Es gibt einige Überraschungen bei den Kabinettsmitgliedern der Union und ihren Ressorts. Ursula von der Leyen soll Verteidigungsministerin werden. Ronald Pofalla scheidet auf eigenen Wunsch aus. Ihm folgt Peter Altmaier.

Von Robert Birnbaum

Auf eins ist Verlass, wenn Angela Merkel sich ein Kabinett zusammenbaut: Es kommt gerne anders, als fast alle dachten. 2005 zum Beispiel tauchte Thomas de Maizière als Überraschungskandidat im Kanzleramt auf und der Hesse Franz-Josef Jung im Verteidigungsministerium.

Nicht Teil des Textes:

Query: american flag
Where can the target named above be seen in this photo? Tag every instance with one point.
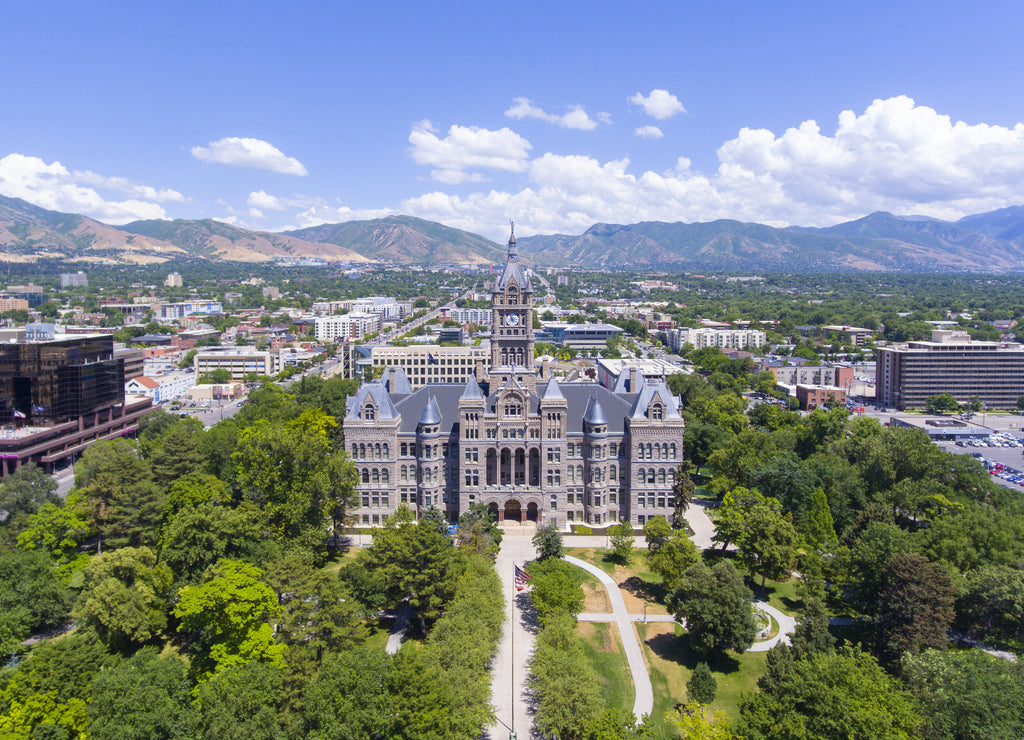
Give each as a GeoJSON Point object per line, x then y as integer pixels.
{"type": "Point", "coordinates": [521, 576]}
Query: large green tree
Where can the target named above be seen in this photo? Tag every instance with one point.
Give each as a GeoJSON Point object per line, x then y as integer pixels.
{"type": "Point", "coordinates": [419, 567]}
{"type": "Point", "coordinates": [303, 482]}
{"type": "Point", "coordinates": [915, 607]}
{"type": "Point", "coordinates": [240, 703]}
{"type": "Point", "coordinates": [229, 617]}
{"type": "Point", "coordinates": [147, 697]}
{"type": "Point", "coordinates": [716, 607]}
{"type": "Point", "coordinates": [845, 694]}
{"type": "Point", "coordinates": [118, 483]}
{"type": "Point", "coordinates": [967, 695]}
{"type": "Point", "coordinates": [125, 597]}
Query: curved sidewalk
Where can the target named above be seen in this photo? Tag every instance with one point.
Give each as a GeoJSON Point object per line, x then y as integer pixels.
{"type": "Point", "coordinates": [643, 701]}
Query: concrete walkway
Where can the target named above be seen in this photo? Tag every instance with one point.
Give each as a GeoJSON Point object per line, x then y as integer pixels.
{"type": "Point", "coordinates": [643, 699]}
{"type": "Point", "coordinates": [509, 671]}
{"type": "Point", "coordinates": [398, 627]}
{"type": "Point", "coordinates": [786, 625]}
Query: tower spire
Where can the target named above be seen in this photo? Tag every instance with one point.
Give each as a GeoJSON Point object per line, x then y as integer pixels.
{"type": "Point", "coordinates": [512, 252]}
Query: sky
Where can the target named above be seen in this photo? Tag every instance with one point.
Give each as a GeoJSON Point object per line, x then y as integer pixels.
{"type": "Point", "coordinates": [275, 116]}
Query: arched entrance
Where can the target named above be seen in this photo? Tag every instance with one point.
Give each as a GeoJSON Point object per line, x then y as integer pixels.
{"type": "Point", "coordinates": [513, 511]}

Dass das Büro des Oberbefehlshabers im Bendler-Block jetzt wieder zum Angelpunkt eines Merkelschen Kabinettspuzzles wird, ist sicher nur ein Zufall, umso skurriler, als bisher de Maizière dort scheinbar unverrückbar saß. Aber unverrückbar war nichts mehr seit dem Moment, an dem die Kanzlerin akzeptieren musste, dass ein zentraler Baustein aus dem CDU-Puzzlekasten sich selbst aus dem Spiel nahm. Ronald Pofallas Rückzug hat der CDU ein turbulentes Wochenende beschert – und dem Land ein paar unerwartete Minister.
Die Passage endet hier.